The aim of this study was to determine the microbial profile and the antibiogram pattern of the patients with diabetic foot infections.
Pus samples were taken from 50 patients presenting with diabetic foot infections over a period of 10 months. The samples were processed by standard microbiological methods.
A total of 51 bacterial isolates were obtained from 50 patients with diabetic foot infections.
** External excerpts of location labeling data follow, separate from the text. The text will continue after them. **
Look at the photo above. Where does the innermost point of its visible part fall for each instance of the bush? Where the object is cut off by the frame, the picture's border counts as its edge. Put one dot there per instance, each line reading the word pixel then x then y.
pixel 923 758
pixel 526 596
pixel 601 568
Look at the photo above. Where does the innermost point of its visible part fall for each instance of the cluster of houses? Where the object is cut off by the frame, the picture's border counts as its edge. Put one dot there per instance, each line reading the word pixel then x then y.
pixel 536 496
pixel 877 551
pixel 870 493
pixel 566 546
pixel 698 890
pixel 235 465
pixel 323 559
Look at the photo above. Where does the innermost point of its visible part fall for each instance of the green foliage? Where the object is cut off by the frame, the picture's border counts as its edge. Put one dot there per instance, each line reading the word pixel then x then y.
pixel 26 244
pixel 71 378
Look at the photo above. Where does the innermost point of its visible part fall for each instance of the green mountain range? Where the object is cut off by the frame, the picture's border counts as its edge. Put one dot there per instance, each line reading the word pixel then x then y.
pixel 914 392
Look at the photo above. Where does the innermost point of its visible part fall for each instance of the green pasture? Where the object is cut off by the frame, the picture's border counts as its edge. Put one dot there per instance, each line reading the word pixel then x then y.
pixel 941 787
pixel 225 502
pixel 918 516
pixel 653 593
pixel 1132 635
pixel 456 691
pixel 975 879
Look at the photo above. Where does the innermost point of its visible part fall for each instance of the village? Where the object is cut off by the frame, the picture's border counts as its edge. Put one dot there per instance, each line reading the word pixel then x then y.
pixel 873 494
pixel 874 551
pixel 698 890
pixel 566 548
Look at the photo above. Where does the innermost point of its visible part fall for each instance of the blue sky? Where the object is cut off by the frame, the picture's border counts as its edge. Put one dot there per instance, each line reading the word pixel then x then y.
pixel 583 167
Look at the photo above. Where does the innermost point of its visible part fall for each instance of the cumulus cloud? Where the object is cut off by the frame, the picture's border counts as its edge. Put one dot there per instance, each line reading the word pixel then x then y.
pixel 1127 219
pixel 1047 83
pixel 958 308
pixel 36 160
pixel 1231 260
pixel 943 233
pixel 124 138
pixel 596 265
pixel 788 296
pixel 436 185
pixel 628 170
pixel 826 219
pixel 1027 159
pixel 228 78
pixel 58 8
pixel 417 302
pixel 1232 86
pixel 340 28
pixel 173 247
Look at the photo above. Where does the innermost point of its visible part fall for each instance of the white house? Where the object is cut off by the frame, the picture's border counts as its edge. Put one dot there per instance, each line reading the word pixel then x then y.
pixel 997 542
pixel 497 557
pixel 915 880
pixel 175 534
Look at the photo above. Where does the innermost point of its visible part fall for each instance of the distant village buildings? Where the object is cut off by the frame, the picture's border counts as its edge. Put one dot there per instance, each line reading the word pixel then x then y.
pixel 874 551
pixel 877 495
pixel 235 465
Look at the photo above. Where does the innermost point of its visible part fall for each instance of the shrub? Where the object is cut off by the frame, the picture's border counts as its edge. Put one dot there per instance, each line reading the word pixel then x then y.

The age group of these patients ranged from 30 to 80 years and the maximum number of patients were in the age group of 51-60 years. Gram negative (51%) were more prevalent than Gram positive (49%) organisms in this study. The commonest isolate was Staphylococcus aureus (41%) followed by Pseudomonas aeruginosa (35%), Enterococcus spp., (4%), Escherichia coli, (4%), Salmonella spp., (4%), Bacillus spp., (4%), Micrococcus spp., (2%), Listeria spp., (2%), Shigella spp., (2%) and Proteus spp., (2%). The antibiotic sensitivity pattern showed Meropenem, Piperacillin, Cefoperazone/Sulbactam, Piperacillin/Tazobactam and Amikacin as the most effective antimicrobial agents for the gram positive and Gram negative bacterial species. In this study, 8(44%) isolates of Gram negative bacilli were ESBL producers and 4 (19%) isolates were MRSA strains.
The results of the study indicate that effective planning of therapy is very essential for the prevention of drug resistant organisms.